25 - Di Jam 16:30

27 3 0
                                    

Tak terasa kini tiba waktunya kelulusan sekolah di new Amor high school.

Semua siswa berbondong-bondong melihat Mading yang tertulis mengenai kelulusan beserta peringkat kelas.

"Lihatlah, begitu luasanya lembaran itu hanya tertulis nama kita berdua, romantis bukan?" goda Kona. Benar, Abiyya dan juga Konagha mereka berdua berada di peringkat paling akhir, dan juga nama mereka terpisah dari lembaran sebelumnya.

Namun, siapa peringkat kesatu yakni Alexander putra Admadeva dan kedua Eksha Aruna deepa, disusul Amelia Putri shandaya peringkat ke tiga.

Bahkan, lembaran kertas saja merestui mereka berdua. Batin Abi ketika melihat urutan nama Alex dan Eksha.
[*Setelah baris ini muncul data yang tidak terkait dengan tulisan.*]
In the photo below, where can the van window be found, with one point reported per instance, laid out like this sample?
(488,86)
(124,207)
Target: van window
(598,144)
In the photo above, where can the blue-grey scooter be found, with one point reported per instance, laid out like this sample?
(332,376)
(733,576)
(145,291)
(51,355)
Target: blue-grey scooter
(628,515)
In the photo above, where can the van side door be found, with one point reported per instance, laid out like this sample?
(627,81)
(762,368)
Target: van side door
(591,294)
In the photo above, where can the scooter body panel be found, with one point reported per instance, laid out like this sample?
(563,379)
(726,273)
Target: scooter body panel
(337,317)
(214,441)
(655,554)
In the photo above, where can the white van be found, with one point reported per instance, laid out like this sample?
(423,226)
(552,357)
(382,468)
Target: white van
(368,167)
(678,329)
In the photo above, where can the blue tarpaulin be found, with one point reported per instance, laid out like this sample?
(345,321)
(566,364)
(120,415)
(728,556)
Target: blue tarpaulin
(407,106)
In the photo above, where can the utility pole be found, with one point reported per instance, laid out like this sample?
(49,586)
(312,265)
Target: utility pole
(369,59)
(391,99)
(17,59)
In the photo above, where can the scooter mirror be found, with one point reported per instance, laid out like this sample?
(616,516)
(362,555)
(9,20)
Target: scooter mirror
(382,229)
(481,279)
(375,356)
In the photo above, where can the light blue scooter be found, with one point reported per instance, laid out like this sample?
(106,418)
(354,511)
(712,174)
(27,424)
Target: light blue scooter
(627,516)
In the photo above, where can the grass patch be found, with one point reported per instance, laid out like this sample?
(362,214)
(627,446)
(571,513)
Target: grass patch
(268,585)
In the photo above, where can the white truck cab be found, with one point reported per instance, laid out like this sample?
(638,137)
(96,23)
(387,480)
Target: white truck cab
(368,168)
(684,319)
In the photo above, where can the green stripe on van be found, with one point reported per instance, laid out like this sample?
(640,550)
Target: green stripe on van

Kali ini Amel berada di peringkat ketiga yang sebelumnya menempati posisi kedua. "Mati, mati gue!" Lantas, Amel segera pergi meninggalkan kerumunan itu. Tiffany yang mengetahui hal itu jika setelah ini keluarganya tidak akan memberinya ampun.

"Peringkat dua nih senggol dong," goda Abi mendekati Eksha.

"Serius Lo peringkat terakhir, Bi? Anak kepala sekolah?"

"Ga peduli juga sih gue mau di peringkat keberapa. Emang kalo gue bisa menempati peringkat kesatu Lo bisa jantuh cinta ngga sama gue?"

"Ha?" Eksha membulat kedua matanya.

"Eh, anjir gue kira barusan ngomong dalam hati. Udah lah lupain,sha." Kemudian Abi melihat kesegala arah, dan netra matanya terhenti ketika melihat lelaki yang tak jauh berada di belakang Eksha. "Ada yang nungguin tuh?" tuturnya seraya mengintruksi menggunakan netra matanya.

"Hah,siapa?" Eksha menoleh kebelakang, terlihat Alex yang sedang menunggunya untuk pulang bersama. Sejak kejadian malam itu. Alex benar-benar tidak pernah pulang kerumahnya. Ia memilih tinggal di apartemennya sendiri.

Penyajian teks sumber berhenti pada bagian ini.